The modern notion of separate church and state evolved out of the chaos spawned by the Reformation, and the exhaustion that the people of Europe felt after one hundred and fifty years of making fratricidal war in the name of the deity they called the Prince of Peace. It was a kludge, a compromise, not a policy. Periodically, Puritans or Bourbons would try to turn back the clock to the mythical days when everyone believed The Truth... but gradually "the West" learned that the separation of church & state strengthens both, and when by contrast church and state become confused, then the Church becomes unholy and the State becomes ungoverned.

I said that separation of church and state is almost unprecedented in human history. Because there are a couple precedents. Genghis Khan, for instance, whose oldest ally was a Christian and whose wisest councillor was a Chinese Taoist, practised religious toleration throughout his empire. (True, he rabidly persecuted Moslems; that was because the Caliph had dissed him. Another disadvantage of uniting church & state is that one has to suck up the other's fuckup).

However, as far as I know the first person who ever expressed the notion of separation of church and state lived before Genghis Khan. It wasn't Socrates (who was condemned to death by the Athenians for blasphemy against their gods, and explicitly acknowledged that they had every right to condemn him), nor was it Aquinas (who did however expound the notion of human law and religious law as separate, though both dependent on the Will of God). No, as far as I can work out, it was Jesus Christ.

As far as I am aware, the first instance in human history when anyone ever formulated the idea of separation of church & state was the moment when ol' JC, asked whether it was morally permissible to pay tribute to the Godless Idolators in Rome, replied with "Give to the Emperor what is the Emperor's, and give to God what is God's". Separation of church & state, folks.

George W Bush is notorious for saying, during the 2000 presidential debate, that his favorite political philosopher was "Jesus", and oh, how the MSM (and pretty much everyone else) howled. Ha! Dubya's so dumb! WTF did Jesus ever contribute to political philosophy?

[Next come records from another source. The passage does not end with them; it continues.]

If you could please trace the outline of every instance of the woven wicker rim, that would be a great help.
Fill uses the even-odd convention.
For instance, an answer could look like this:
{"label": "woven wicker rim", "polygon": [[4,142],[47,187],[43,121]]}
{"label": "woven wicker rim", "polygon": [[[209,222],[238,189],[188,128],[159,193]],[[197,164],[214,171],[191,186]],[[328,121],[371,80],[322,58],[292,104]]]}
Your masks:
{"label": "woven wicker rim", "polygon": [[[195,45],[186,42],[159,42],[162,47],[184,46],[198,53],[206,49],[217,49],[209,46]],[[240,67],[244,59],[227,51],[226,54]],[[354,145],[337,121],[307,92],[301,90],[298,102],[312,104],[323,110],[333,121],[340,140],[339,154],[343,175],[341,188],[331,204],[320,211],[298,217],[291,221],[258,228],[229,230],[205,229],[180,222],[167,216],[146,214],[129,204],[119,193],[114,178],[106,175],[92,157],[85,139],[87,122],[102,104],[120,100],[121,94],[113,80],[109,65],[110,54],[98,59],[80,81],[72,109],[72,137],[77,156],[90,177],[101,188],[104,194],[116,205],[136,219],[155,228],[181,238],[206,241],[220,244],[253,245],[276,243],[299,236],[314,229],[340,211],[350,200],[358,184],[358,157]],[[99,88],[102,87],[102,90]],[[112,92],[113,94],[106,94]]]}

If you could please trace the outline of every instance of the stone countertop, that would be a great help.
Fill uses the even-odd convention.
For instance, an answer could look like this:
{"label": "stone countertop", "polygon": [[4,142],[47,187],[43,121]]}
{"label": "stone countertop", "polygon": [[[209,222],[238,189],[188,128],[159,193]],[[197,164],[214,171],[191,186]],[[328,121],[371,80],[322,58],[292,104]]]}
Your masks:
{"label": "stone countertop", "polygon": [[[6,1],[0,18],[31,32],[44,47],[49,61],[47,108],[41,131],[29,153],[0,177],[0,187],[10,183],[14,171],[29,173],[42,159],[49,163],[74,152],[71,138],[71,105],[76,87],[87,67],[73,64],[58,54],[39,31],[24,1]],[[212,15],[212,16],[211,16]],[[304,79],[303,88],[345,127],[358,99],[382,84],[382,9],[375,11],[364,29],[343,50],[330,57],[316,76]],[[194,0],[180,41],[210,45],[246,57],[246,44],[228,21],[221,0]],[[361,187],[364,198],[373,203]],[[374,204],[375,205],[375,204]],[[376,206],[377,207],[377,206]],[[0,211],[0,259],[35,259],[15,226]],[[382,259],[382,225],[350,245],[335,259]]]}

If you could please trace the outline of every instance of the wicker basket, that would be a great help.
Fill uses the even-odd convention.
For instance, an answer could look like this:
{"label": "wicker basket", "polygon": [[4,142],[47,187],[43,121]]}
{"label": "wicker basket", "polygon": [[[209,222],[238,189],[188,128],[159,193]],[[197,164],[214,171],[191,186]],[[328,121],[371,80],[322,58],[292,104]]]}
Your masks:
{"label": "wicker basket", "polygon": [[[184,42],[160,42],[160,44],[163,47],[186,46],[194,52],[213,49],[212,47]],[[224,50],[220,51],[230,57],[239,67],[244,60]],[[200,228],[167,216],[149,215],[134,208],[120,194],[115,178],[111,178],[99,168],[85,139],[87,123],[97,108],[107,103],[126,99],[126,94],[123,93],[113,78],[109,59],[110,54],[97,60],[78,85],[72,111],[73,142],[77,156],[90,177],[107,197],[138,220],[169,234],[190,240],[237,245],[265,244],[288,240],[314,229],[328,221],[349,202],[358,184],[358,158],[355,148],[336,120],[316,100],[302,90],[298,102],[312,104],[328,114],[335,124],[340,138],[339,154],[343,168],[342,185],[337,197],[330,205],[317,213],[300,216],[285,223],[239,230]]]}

Well, here's one, and I think we can agree it's a biggie. From the notion that religious belief is a personal, not a political, matter, derives a whole load of other notions - for instance, that the other aspects of a person's inner life are nobody's damn business - that there is in fact a whole sphere of human action that is not within the appropriate purview of the state - that people who differ from you in a bunch of ways can still be just as good a neighbor and just as good a citizen and human being as you are.